She seemed to be imploring Svidrigaïlov; she had entirely forgotten her fear.
"There are thousands and millions of combinations and possibilities, Avdotya Romanovna. A thief steals and knows he is a scoundrel, but I've heard of a gentleman who broke open the mail. Who knows, very likely he thought he was doing a gentlemanly thing! Of course I should not have believed it myself if I'd been told of it as you have, but I believe my own ears. He explained all the causes of it to Sofya Semyonovna too, but she did not believe her ears at first, yet she believed her own eyes at last."

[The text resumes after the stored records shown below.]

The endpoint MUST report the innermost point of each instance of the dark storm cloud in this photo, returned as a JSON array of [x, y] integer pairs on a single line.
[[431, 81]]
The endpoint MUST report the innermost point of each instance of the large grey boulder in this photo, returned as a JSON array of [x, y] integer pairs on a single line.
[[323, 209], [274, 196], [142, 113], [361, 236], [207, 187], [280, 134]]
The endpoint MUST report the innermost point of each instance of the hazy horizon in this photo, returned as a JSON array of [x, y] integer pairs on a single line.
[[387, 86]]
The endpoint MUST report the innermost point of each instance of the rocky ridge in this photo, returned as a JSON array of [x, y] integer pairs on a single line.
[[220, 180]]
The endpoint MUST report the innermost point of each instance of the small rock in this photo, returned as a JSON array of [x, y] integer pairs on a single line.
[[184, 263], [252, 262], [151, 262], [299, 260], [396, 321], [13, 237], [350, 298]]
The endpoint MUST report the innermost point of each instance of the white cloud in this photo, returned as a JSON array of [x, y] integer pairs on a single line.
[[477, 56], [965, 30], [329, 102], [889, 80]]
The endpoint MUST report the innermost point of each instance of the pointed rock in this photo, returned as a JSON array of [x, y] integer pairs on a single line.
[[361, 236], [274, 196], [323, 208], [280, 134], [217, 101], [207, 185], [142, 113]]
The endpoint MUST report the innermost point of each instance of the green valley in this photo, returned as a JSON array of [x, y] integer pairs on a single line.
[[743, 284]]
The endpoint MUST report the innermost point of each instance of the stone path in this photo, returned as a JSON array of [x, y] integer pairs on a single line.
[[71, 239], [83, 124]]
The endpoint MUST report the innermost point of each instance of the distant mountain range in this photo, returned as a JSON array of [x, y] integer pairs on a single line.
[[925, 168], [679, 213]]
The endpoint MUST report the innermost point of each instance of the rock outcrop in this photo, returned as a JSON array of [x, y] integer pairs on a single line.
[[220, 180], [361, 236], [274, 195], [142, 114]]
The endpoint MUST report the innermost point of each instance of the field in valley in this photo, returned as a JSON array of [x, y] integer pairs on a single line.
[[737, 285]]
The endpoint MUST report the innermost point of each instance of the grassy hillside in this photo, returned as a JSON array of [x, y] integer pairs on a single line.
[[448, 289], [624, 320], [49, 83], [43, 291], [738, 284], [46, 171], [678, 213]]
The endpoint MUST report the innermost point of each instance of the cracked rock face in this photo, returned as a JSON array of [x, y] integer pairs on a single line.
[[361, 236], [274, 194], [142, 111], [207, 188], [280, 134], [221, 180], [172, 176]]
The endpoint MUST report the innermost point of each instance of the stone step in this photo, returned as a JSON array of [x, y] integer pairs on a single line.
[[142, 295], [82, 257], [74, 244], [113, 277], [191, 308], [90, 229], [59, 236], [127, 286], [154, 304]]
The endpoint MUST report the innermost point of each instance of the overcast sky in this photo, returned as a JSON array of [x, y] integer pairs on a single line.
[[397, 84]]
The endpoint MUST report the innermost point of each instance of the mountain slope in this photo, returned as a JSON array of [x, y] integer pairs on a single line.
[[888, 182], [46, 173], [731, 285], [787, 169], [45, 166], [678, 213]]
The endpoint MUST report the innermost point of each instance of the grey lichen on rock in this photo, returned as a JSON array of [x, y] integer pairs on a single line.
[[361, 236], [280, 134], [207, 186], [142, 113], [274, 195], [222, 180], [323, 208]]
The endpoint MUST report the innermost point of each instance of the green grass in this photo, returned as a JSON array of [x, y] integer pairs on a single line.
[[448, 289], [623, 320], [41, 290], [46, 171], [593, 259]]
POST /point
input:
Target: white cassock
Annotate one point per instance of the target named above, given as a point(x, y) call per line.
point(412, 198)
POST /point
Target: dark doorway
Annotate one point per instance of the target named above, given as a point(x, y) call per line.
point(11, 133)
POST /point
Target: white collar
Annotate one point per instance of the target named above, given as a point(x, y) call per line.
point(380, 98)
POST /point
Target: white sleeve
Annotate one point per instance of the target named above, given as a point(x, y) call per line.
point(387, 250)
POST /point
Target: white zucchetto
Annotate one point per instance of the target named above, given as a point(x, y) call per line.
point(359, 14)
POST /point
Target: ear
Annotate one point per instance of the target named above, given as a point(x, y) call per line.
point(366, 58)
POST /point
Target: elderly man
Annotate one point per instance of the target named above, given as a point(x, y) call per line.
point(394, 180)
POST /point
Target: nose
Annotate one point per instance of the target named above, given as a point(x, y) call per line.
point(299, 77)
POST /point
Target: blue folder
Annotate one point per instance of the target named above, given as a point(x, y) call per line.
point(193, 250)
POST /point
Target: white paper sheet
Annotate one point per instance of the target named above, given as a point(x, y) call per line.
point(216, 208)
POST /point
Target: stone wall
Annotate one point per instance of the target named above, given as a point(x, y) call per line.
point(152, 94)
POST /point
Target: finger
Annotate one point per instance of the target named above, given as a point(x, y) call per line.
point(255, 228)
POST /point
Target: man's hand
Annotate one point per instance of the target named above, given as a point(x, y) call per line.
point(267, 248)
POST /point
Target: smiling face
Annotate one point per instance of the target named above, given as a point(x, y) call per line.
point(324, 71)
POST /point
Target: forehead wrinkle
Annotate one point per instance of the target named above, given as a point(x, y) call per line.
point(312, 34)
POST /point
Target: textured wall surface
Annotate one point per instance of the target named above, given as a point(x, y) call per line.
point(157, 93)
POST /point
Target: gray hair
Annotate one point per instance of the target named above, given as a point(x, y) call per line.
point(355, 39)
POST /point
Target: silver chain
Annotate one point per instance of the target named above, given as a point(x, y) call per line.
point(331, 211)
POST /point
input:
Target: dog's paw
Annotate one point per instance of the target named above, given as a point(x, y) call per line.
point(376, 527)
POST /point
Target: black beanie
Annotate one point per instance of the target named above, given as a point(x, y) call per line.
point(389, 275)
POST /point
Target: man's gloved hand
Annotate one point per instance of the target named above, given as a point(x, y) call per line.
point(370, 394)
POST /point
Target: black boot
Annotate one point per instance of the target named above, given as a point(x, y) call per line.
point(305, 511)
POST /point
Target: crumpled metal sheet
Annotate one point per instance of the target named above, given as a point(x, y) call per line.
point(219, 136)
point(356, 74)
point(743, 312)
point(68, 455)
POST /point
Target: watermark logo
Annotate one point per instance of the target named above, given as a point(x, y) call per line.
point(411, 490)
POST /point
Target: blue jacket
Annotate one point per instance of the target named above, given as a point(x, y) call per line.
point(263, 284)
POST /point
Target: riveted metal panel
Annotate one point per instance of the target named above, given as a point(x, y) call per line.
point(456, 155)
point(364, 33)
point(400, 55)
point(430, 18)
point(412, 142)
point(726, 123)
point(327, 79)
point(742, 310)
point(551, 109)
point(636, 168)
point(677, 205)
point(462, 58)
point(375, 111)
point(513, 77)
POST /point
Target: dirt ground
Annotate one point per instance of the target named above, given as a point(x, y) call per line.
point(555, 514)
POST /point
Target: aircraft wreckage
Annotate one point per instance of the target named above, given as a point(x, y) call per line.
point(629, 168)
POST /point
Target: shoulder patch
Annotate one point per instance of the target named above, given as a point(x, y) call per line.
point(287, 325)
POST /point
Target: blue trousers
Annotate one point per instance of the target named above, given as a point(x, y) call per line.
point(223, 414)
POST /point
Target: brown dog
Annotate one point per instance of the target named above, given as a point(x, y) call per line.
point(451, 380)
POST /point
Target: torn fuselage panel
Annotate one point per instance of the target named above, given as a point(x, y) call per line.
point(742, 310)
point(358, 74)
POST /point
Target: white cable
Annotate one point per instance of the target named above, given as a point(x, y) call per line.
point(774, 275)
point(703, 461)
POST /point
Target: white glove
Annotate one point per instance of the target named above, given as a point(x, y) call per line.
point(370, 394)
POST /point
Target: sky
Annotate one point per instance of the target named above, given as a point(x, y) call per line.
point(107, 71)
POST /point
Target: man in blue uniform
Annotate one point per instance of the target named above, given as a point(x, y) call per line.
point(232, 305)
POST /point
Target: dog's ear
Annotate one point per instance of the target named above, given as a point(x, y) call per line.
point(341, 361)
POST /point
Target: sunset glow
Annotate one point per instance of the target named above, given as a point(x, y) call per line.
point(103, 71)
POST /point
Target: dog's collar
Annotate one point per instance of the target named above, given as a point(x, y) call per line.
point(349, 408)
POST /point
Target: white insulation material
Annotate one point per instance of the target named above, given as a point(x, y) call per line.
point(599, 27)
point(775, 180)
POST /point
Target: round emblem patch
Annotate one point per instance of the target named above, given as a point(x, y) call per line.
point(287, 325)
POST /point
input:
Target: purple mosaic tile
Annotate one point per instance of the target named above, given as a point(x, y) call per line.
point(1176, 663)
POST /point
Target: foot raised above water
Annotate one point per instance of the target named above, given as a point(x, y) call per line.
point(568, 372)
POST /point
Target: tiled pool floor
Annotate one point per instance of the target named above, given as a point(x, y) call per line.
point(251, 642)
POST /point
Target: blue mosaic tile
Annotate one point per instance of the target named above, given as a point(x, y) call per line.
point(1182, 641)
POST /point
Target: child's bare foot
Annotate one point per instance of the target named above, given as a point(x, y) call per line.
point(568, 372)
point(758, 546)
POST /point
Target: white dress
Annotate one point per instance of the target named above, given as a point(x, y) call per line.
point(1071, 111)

"What . . . were the causes?"
"It's a long story, Avdotya Romanovna. Here's . . . how shall I tell you?—A theory of a sort, the same one by which I for instance consider that a single misdeed is permissible if the principal aim is right, a solitary wrongdoing and hundreds of good deeds! It's galling too, of course, for a young man of gifts and overweening pride to know that if he had, for instance, a paltry three thousand, his whole career, his whole future would be differently shaped and yet not to have that three thousand. Add to that, nervous irritability from hunger, from lodging in a hole, from rags, from a vivid sense of the charm of his social position and his sister's and mother's position too. Above all, vanity, pride and vanity, though goodness knows he may have good qualities too. . . . I am not blaming him, please don't think it; besides, it's not my business. A special little theory came in too—a theory of a sort—dividing mankind, you see, into material and superior persons, that is persons to whom the law does not apply owing to their superiority, who make laws for the rest of mankind, the material, that is. It's all right as a theory, /une théorie comme une autre/. Napoleon attracted him tremendously, that is, what affected him was that a great many men of genius have not hesitated at wrongdoing, but have overstepped the law without thinking about it. He seems to have fancied that he was a genius too—that is, he was convinced of it for a time. He has suffered a great deal and is still suffering from the idea that he could make a theory, but was incapable of boldly overstepping the law, and so he is not a man of genius. And that's humiliating for a young man of any pride, in our day especially. . . ."
"But remorse? You deny him any moral feeling then? Is he like that?"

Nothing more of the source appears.